The majority of studies were not blinded by outcome. Participants in more then half of the studies in both groups were prospectively and/or consecutively enrolled. Routine screening for MI was more frequent in SE than TI studies, but results of the test were used to refer to angiography more often in TI than SE studies. The number of patients with cardiac disease, diabetes or congestive failure was similar across SE and TI studies, but patients evaluated with SE had more previous vascularisation and more patients were using β-adrenergic antagonists.
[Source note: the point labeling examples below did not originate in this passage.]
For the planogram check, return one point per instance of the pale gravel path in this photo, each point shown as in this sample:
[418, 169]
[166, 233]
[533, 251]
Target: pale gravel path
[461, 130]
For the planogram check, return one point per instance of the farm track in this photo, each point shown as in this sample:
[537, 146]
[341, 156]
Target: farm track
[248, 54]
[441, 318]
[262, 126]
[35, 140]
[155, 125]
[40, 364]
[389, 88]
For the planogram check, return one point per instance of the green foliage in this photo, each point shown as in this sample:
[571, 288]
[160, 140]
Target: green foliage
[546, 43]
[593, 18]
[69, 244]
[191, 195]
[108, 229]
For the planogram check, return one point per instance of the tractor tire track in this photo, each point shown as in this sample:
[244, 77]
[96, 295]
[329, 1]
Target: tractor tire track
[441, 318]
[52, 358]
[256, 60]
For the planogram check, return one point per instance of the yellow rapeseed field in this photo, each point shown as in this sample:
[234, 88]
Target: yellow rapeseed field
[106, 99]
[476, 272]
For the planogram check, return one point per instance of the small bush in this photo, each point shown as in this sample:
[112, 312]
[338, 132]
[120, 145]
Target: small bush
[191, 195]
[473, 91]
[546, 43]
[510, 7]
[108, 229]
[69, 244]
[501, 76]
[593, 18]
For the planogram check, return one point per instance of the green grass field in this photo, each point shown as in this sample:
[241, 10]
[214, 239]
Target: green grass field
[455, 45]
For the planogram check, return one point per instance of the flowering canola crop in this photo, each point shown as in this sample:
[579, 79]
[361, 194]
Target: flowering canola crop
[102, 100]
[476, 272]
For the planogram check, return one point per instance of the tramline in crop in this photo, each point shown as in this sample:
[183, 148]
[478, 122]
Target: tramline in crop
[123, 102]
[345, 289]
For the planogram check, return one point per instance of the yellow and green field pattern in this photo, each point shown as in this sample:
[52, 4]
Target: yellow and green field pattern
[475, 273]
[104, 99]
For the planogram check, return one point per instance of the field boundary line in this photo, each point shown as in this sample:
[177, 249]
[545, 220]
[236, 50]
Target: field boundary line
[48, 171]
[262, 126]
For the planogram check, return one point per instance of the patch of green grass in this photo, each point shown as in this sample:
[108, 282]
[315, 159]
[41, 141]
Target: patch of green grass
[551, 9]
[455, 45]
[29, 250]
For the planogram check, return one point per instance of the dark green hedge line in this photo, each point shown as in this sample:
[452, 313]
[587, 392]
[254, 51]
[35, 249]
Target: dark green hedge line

The unadjusted MI/death rates were 8.1 per cent for TI and 7.5 per cent for SE. SE was found to be superior for predicting a postoperative cardiac event than TI (LR 4.09, 95% CI: 3.21, 6.56 versus LR 1.83, 95% CI: 1.59, 2.10; p=0.0001) with fewer SE false negatives, based on all studies. Where direct comparisons of SE to TI were made, no statistical difference was found between tests, based on seven studies. Including only vascular studies, studies with blinding procedures, studies completed after 1995 or studies with routine screening for post-operative MI did not significantly change the results of the meta-analysis. Significant statistical heterogeneity was reported. However, a negative SE was a better predictor of an uneventful operation than TI (-LR 0.23, 95% CI: 0.17, 0.32 versus 0.44, 95% CI: 0.36, 0.54, P<0.02).
The rate of referral to angiography was more frequent in patients screened with TI than SE (LR 29.1, 95% CI: 18.5, 39.6 versus LR 12.0, 95% CI: 8.7, 16.2; p=0.02). The percentage of patients who were revascularised was greater in SE than TI tests (LR 57.5, 95% CI: 34.0, 81.0 versus LR 29.0, 95% CI: 18.0, 30.1; p=0.05).